I've been playing with Google Base and also tracking Amazon because I've been trying to find a Book equivalent of last.fm, settled on librarything.com and was looking at the Amazon API, lists and recommendation system. What's interesting in all this is categorization systems for general SKU#s This also got raised in the Microformats group. The underlying problem is that a job, an event, a book, an iPod, a piece of music, and so on, all have different sets of attributes.

So back to Google Base. They've got their own set of top categories. Each category has a set of attributes that can be provided as part of an RSS or Atom upload using namespace extensions (Why isn't Dave Winer all over this? Somebody should tell him.). You can then also provide arbitrary tags that you can use in Google Base searches as pivots. These are kind of like Flickr/del.icio.us tags but the user interface is very different and there's no community feedback at all.

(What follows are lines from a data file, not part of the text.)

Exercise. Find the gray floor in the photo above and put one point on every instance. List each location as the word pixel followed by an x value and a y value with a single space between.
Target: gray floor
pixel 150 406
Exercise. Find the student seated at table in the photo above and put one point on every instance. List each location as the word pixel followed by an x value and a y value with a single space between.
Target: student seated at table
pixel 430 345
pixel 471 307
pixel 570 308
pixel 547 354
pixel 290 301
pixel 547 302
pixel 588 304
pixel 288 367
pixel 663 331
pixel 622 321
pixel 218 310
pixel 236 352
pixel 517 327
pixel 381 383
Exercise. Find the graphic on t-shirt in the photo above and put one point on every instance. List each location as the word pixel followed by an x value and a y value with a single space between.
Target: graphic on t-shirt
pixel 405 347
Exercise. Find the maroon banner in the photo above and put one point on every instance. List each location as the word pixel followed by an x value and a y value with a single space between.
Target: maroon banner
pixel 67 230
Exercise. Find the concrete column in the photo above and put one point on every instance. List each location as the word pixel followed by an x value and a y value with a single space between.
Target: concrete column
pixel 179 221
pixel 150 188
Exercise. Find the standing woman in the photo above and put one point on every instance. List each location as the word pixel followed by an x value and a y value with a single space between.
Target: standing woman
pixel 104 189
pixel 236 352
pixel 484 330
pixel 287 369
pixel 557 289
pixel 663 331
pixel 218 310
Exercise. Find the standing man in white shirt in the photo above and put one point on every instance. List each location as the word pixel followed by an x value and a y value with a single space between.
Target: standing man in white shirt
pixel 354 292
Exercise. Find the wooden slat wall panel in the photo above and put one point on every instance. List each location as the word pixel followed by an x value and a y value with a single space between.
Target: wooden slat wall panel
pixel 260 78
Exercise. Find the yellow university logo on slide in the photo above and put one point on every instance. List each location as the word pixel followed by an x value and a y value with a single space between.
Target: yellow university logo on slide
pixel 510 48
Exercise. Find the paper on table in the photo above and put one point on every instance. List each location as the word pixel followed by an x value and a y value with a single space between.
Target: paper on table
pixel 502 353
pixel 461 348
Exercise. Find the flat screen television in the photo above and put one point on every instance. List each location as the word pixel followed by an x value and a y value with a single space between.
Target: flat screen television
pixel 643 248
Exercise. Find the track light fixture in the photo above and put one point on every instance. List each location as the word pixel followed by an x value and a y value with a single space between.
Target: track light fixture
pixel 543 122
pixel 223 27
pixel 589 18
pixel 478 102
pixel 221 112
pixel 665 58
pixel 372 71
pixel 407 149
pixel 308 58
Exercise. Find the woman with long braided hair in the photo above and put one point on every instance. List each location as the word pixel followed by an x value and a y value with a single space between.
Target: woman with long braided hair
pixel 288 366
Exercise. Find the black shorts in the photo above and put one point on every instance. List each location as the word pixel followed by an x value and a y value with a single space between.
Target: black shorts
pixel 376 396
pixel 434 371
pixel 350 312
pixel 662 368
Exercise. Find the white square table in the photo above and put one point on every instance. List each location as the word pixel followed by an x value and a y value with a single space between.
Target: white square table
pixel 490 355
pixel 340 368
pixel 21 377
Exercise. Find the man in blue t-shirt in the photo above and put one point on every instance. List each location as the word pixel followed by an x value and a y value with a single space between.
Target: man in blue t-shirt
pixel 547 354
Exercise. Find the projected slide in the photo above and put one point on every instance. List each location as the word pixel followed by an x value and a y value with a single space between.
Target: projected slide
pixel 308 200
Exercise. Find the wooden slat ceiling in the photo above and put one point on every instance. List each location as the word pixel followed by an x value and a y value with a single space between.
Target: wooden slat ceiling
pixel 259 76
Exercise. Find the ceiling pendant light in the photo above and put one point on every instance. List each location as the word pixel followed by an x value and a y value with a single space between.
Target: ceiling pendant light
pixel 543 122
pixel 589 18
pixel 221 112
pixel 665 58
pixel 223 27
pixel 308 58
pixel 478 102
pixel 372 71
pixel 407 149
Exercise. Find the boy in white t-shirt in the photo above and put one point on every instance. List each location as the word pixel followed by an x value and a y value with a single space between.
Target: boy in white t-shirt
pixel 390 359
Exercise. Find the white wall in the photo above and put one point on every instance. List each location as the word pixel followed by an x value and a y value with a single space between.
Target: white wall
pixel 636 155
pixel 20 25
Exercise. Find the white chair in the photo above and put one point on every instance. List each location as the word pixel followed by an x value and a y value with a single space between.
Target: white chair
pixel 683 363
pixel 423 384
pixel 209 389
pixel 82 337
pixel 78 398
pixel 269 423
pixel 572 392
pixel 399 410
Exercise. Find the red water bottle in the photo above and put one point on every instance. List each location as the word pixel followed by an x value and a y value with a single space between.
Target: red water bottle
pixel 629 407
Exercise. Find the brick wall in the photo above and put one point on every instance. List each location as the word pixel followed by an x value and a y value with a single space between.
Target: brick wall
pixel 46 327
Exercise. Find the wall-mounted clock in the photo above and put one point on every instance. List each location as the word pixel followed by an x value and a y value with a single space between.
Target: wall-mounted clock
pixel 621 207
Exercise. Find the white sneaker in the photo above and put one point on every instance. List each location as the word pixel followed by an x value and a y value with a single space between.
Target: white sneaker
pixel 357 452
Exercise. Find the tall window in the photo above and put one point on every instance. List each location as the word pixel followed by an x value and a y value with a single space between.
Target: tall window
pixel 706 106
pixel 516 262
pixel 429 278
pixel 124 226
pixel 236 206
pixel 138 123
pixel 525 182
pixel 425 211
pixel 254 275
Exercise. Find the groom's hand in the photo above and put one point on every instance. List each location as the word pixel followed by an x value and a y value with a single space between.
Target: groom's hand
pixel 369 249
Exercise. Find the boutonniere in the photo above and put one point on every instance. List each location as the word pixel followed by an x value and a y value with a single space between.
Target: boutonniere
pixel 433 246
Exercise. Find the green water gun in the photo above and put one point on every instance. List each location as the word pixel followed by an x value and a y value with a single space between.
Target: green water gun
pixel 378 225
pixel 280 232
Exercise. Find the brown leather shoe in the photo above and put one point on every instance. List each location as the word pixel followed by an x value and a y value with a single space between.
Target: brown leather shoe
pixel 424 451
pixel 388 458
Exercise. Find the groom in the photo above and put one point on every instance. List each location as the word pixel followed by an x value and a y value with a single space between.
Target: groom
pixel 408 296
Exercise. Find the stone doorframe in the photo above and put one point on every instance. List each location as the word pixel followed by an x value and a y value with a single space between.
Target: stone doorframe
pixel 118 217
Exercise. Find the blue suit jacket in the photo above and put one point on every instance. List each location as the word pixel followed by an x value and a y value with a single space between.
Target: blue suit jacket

Now, inside Ecademy (and like Tribes) we've got our own copy of Craigslist. We use user-entered tags (unlike Tribes and Craigslist) to navigate these and to avoid me having to constantly maintain a category hierarchy. I'm working on uploading these automatically into Google Base. But if I'm going to do this really effectively I have to duplicate Google's top level categories and category attributes.

And so I finally get to the point. Google, Amazon and eBay with their APIs and uploads are forcing a kind of category imperialism on the rest of us. As much smaller developers, we have to match their category-attribute schemes in our systems or maintain lookup tables of the differences. And I really can't decide if this is a bad thing or a good thing. We do actually need standards for how to describe common SKUs. And the Microformat people could do worse than create an hGoogleJob format to match Google's idea of job. But then you get into the whole issue that Google's descriptions aren't always very good. For instance, they currently only support USA addresses and telephone numbers (surprise!). And Google are pretty much impossible to have a conversation with to try and improve them. There's no standards process here at all. We get to use whatever Google decides with no reference to us.

Much to ponder here.

Separately, Danny Ayers (I think) made a comment (which of course I can no longer find) about OPML, XOXO and RDF. He pointed out that a hierarchy is just a special case of a mesh. And that all real world problems are meshes. I'd take that further, we as humans have a hard time understanding and groking meshes. It's as though they're multi-dimensional when our brains want to work in 3D and preferably in 2D. And we work best manipulating symbols on 2D paper. Which is partly why we insist on reducing complex mesh problems into 2D Hierarchies. And it's why I consider Outliners to be harmful. Somewhere in there is a big thesis on why we seem to like hierarchical command structures that support an Alpha Male. But I digress! One of the things that makes tag based folksonomies interesting is that they represent a way of navigating and understanding multi-dimensional meshes in a 2D user interface.